Luria said the committee had information from two additional sources to partially corroborate Hutchinson's testimony that Trump lunged at his Secret Service detail. One of the witnesses, Luria said, "is a former White House employee with national security responsibilities."

While the individual was not named, Luria said that the official testified that Tony Ornato, then-Trump White House deputy chief of staff and a current member of the Secret Service, told him the same story that Hutchinson testified Ornato had told her -- that Trump was "irate" when Robert Engel, the Secret Service agent in charge on January 6, 2021, would not take him to the Capitol.
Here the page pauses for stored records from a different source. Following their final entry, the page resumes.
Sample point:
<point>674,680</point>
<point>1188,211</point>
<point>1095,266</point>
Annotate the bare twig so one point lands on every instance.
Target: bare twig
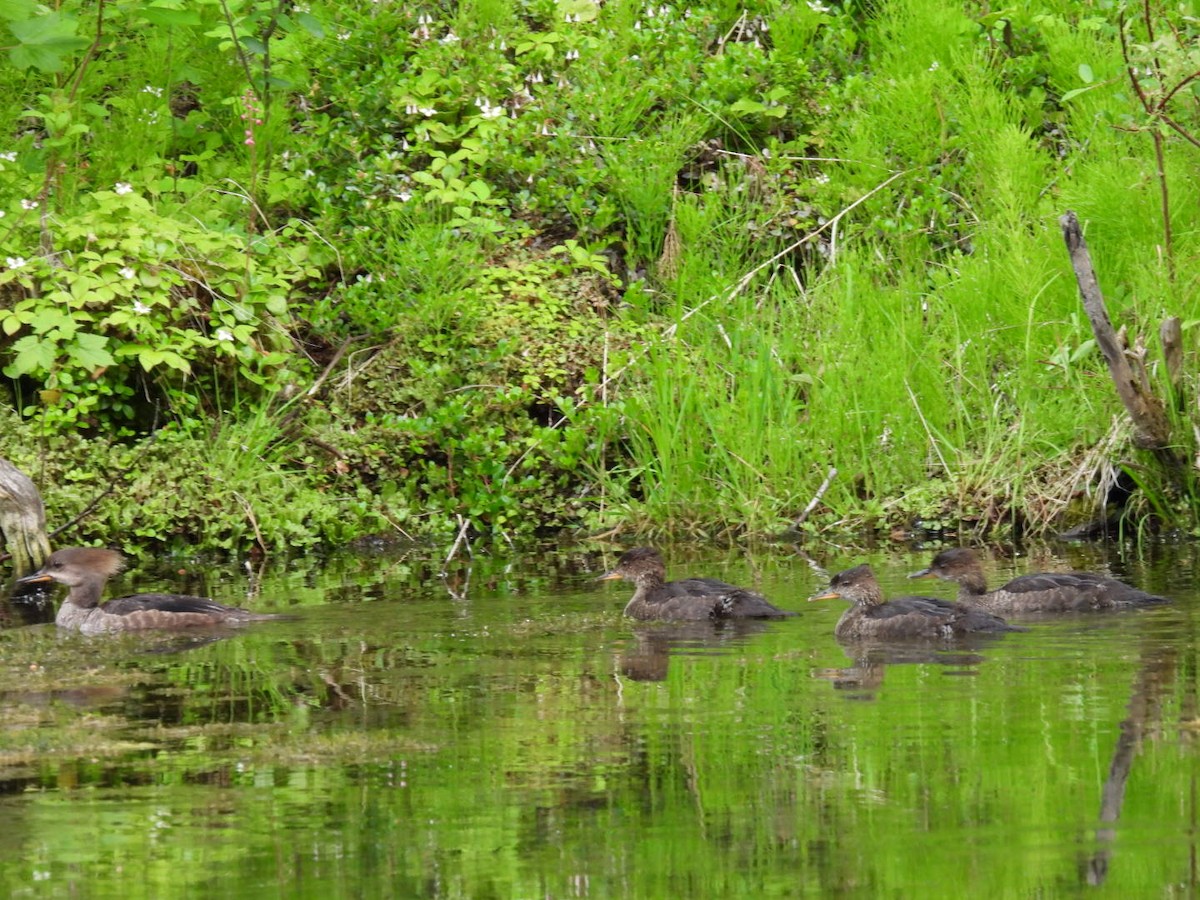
<point>816,497</point>
<point>1151,429</point>
<point>463,525</point>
The second witness was retired Washington, DC police Sgt. Mark Robinson, who was in Trump's motorcade that day. Robinson testified that the Secret Service agent responsible for the motorcade had said that Trump had a "heated" discussion with his detail about going to the Capitol.

Robinson added that he had been in "over 100" motorcades with Trump and had never heard of that type of exchange before January 6.
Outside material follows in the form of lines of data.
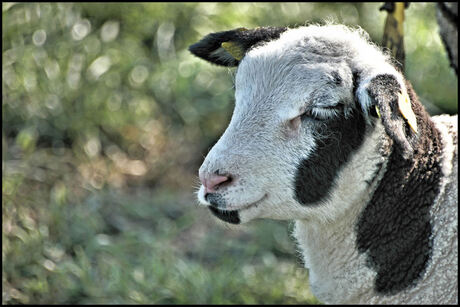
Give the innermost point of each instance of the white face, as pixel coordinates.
(294, 126)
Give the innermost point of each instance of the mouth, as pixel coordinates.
(231, 216)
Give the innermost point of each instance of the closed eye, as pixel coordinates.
(323, 113)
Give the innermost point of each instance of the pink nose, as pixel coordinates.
(211, 181)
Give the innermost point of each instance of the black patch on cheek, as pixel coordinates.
(336, 140)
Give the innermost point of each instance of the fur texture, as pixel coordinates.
(374, 201)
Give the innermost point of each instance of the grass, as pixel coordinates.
(145, 246)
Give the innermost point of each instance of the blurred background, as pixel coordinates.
(106, 118)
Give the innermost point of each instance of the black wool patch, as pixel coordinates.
(395, 227)
(245, 39)
(337, 139)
Hutchinson's testimony about Trump lunging at his Secret Service detail has become a key point that Trump's allies have tried to use to discredit the investigation.

While the detail about Trump lunging toward a Secret Service agent was just one snippet of Hutchinson's testimony, the pushback likely contributed to the committee's decision to add additional testimony backing up her account during Thursday's hearing. Luria noted that the committee expected to receive more testimony in the coming weeks about the interaction.
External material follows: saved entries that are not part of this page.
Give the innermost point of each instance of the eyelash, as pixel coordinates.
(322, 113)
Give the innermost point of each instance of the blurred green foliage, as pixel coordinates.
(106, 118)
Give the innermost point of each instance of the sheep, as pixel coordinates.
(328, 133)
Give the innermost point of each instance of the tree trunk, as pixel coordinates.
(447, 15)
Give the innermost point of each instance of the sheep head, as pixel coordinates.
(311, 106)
Secret Service in the spotlight

Thursday's hearing came after a whirlwind week for the US Secret Service. The Department of Homeland Security inspector general who conducts oversight of the agency publicly accused the Secret Service of deleting text messages from January 5 and 6, 2021, which are critical to multiple inquiries about the insurrection. That inspector general probe is now a criminal investigation, CNN has reported.

(The Secret Service denies maliciously deleting anything, says any missing messages were lost during a routine phone replacement program, and says it is cooperating with all ongoing inquiries.)

As mentioned, the hearing featured testimony from an unnamed White House security official and a DC police sergeant who provided more context on the Secret Service's activities. And Luria said some Secret Service witnesses have recently lawyered up, and that the committee expects "further testimony under oath and other new information in the coming weeks."

Any additional cooperation from Secret Service officials could help the committee figure out what happened with the potentially missing text messages, which has emerged over the last few days as a key flashpoint in the investigation, with lawmakers increasingly upset at the agency.

Public hearings to resume in September

The committee will take a summer break in August and resume public hearings in September.

"Our committee will spend August pursuing emerging information on multiple fronts, before convening further hearings this September," Cheney said.

Lawmakers have said their investigation is ongoing. Earlier in the hearing, Rep. Bennie Thompson, the committee chairman, said "we continue to receive new information every day."

The panel has conducted eight public hearings so far, and has seen impressive TV ratings while presenting substantial amounts of damaging new information about Trump and January 6. The next wave of hearings in September will come during the final stretch of the midterm campaign.

Committee members have said they intend to issue an interim report around that time as well.

This story has been updated with additional developments Thursday.